Ma cousine était assise sur mon lit, sa silhouette baignée par la lumière matinale, entourée par mes jouets d'enfant et les livres d'aventures éparpillés ça et là, reflets de mes passions et de mon insatiable curiosité. Elle observait la demi-spectre en train de se débattre pour essayer d'achever de natter mes boucles noires. Comprenant la menace sous-jacente dans le ton de Mor, j'inspirais un grand coup pour me contraindre à l'immobilité.

"-Pardon Ceridwen, m'excusais-je. Mais j'ai du mal à tenir en place.
-Ce n'est pas grave mademoiselle, répondit la sœur jumelle de Nuala. Voilà, c'est terminé."

Je la remerciais et elle quitta la pièce, me laissant seule avec Morrigan. Je sautais à bas de ma chaise, et elle me regardait de ses beaux yeux bruns, une lueur de fierté y brillait, lorsqu'elle réajusta une dernière fois la cuirasse Illyrienne flambant neuve que j'avais enfilée un peu plus tôt. C'était un cadeau de mon frère Rhysand pour mon huitième anniversaire qui avait eu lieu la veille.
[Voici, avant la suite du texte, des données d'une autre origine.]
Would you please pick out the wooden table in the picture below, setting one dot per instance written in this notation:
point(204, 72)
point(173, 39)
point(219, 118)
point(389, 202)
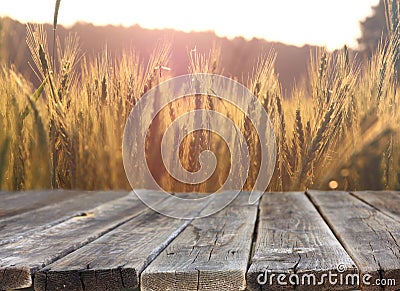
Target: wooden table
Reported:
point(66, 240)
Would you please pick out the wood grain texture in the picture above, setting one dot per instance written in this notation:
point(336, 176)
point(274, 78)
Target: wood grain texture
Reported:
point(210, 254)
point(370, 237)
point(58, 210)
point(14, 203)
point(387, 202)
point(293, 240)
point(115, 260)
point(20, 259)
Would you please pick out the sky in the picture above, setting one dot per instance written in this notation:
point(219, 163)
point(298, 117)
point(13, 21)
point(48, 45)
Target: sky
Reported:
point(330, 23)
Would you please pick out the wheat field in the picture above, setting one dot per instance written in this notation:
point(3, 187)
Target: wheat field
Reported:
point(339, 129)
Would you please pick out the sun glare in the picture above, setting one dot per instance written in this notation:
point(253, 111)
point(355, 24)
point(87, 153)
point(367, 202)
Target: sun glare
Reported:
point(327, 23)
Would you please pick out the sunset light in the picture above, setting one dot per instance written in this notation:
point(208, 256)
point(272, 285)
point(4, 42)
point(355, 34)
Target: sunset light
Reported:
point(331, 23)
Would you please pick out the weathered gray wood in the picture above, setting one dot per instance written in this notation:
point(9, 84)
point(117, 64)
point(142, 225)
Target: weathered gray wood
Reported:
point(59, 209)
point(370, 237)
point(115, 260)
point(210, 254)
point(293, 240)
point(388, 202)
point(21, 258)
point(14, 203)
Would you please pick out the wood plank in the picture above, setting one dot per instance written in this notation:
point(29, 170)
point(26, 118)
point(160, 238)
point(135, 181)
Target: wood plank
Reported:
point(64, 205)
point(370, 237)
point(14, 203)
point(293, 240)
point(20, 259)
point(210, 254)
point(115, 260)
point(387, 202)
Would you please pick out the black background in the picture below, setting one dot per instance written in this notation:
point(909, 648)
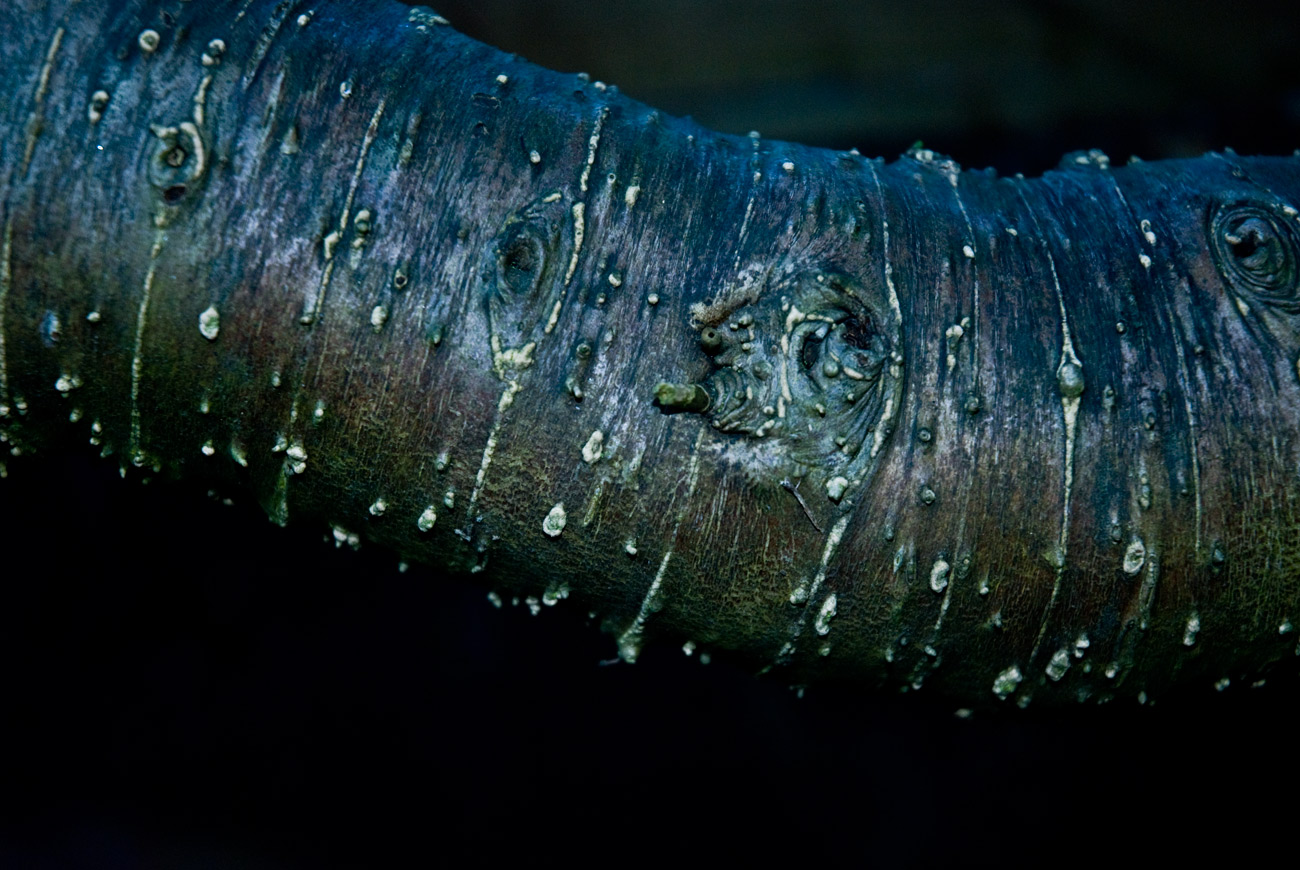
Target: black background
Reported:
point(183, 684)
"-La coutume en Illyrie veut que la mère pousse son fils sur le terrain d'entraînement et parte sans se retourner. Une chance pour nous que tu ne sois pas un garçon et que je ne sois pas Illyrienne. Je vais donc pouvoir assister, sans me couvrir de honte, à la raclée que tu ne vas pas manquer de coller à Cassian."
-Il faudrait déjà qu'il me laisse toucher à une épée aujourd'hui, répondis-je en riant. Il m'a prévenu qu'il faudrait d'abord faire tout un tas d'exercices d'assouplissement. Ça à l'air terriblement ennuyeux...
-Malheureusement, c'est une partie qu'il ne faut pas négliger. Comme tout le reste d'ailleurs. Tu apprendras ma chérie que toutes les batailles ne se gagnent pas l'arme à la main.
-Comment ça ? demandais-je en fronçant les sourcils. Rhys et Cassian sont toujours prêts à faire surgir leurs épées. Et Az ne se sépare jamais du Révélateur de Vérité.
-Ca c'est parce que ce sont des brutes Illyriennes, répondit Mor en riant. As-tu déjà vu Amren avec une arme, ou moi-même, en user d'une à la légère ?
-Non, dis-je après un instant de réflexion. Les yeux d'Amren suffisent à effrayer n'importe qui. Mais toi, tu as deux épées Seraphims dans ta chambre.
-Et j'espère ne pas avoir à m'en resservir avant très longtemps, continua-t-elle. Elysia, il y a des batailles qui se jouent en dehors des champs de guerre. Des jeux qui demandent plus d'intelligence et de ruse que de force brute, particulièrement pour nous autres femmes.
-Tu veux dire, comme ce jeu pas drôle auquel Rhysand me fait jouer à la Cour des Cauchemars ? Interrogeais-je en m'asseyant sur le lit à côté d'elle. Quand il me demande de me comporter comme une petite princesse capricieuse ? Alors que je suis punie si je le fais ici, à Vélaris.
-Tu comprends vite, acquiesça Mor, une lueur d'admiration dans le regard. Tu découvriras bien assez tôt qu'il ne s'agit pas d'un simple jeu. Ton frère a de nombreux ennemis à la Cité de Pierre et le masque que nous arborons là-bas est essentiel pour éviter que Rhys ait un jour à y réprimer une révolte dans le sang.
-Ce que tu essaie de m'expliquer, demandais-je en frissonnant légèrement, c'est qu'il faut qu'on se montre plus fort qu'eux ? Qu'on leur fasse peur ? C'est pour ça que Rhys, Cass, Az, Amren et toi vous avez l'air si... différents quand on va là-bas ?
-Exactement, et pour éviter qu'on en arrive à une répression armée, il faut qu'on se montre plus malin qu'eux. Pour l'instant tu n'es qu'une enfant. Mais tu comprendras vite en grandissant, qu'en tant que jeune fille, les Fae qui vivent là-bas te mépriseront. Ta parole n'aura aucune valeur, ils ne t'écouteront pas."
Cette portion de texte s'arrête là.